This article was originally written in June of 2010. I thought I would share it here on Witching Hour Society.
This time of year is always very difficult for me. As a new pagan, I feel I should be out enjoying all of the nature around me, taking in the warmth of the sun and trees in their glorious bloom and the smells of the season. I find myself envious of those who have gardens to tend to and feel I'm missing out on some of the festivities of the season and what it means to be pagan. "I'm pagan, shouldn't I be out and enjoying all that is around me? Shouldn't I be growing vegetables and herbs?" These are some of the questions that fill my head.
For me spending the day or an hour or two out in the sun and hot temperatures would be like medieval torture. I would be physically sick, broke out in a rash on my arms and hands from my sun sensitivities or my back would be in so much pain from trying to dig through the clay dirt to start a garden. Would that help my spirituality and make me feel closer to nature and the Goddess? Absolutely not!
I recently read a blog post from a new pagan, she was agonizing over her fear of bugs and spiders and her reaction to them when she finds them in her habitat since she has a belief in animism.
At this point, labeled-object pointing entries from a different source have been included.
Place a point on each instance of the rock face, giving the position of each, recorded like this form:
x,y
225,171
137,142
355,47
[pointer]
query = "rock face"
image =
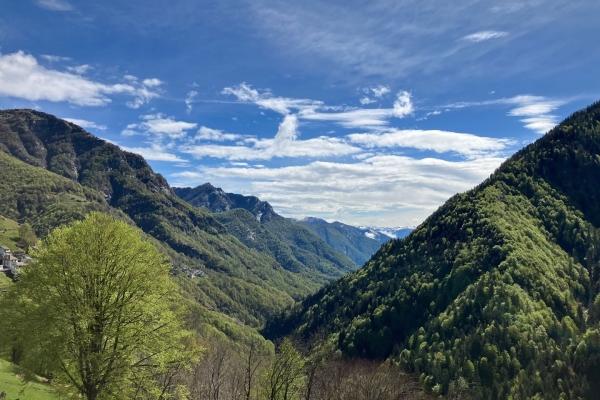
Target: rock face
x,y
216,200
294,246
56,172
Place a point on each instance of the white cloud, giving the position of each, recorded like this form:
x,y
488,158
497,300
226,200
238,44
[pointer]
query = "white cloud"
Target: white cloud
x,y
483,36
85,124
55,5
160,126
281,105
216,135
403,105
317,110
465,144
284,144
21,76
380,91
190,100
52,58
80,69
364,117
368,186
536,110
152,82
154,153
366,100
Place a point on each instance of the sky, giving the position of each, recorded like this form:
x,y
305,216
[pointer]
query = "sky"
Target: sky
x,y
366,112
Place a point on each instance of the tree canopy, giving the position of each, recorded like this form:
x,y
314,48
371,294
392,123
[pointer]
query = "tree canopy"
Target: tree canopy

And if it's OK to be a carnivore or should she be a vegetarian. I think when anyone changes their religious beliefs or leaves mainstream religion behind, they tend to rush to fill the void they feel since leaving behind the past and walking a new path. There's an excitement as well and a fear that we may not be living up to what is expected of us. But who is expecting all of this? Those old thoughts and ideas that have been hard wired into our brains re-emerges and guilt sets in.
I grew up in a family who were Christians, some would say we were not good Christians cause we didn't go to church every Sunday or sometimes only went on religious holidays such as Christmas and Easter. What is enough when practicing a new religion? Why are there so many fears of not being good enough?
Right now, I don't even have altar in my home because quite frankly, I don't have the room for it. But would I be a better pagan if I had an altar that I never used? There's also the concern of being seen from many in the pagan community as "too fluffy".
So what can I do to feel connected to nature and to the Goddess? I can listen for her guidance and help. I can take the time to learn more about my spirituality and the Celtic tradition that is calling me. I can be kind to people and support the pagan community and speak out against those who try to demonize us. I can take a quiet moment here at my desk and ask the Goddess for her healing powers to heal the waters and beaches of the Gulf, which I did on Saturday. I don't need an altar to do this or even need to cast a circle to perform this. I just need to feel connected and remember what I do believe in and what makes me a pagan.
I think for many of us who are on a new journey we sweat the small stuff too much and don't concentrate on the important things. We forget to leave the dogma of our past behind us. Something as simple as stepping outside on a cool day or evening and connecting to nature or taking evening walks and communing with nature or the moon. These all might be baby steps, but it's still steps in the right direction. I intend to remind myself of this when I have so many questions and doubts floating around in my head.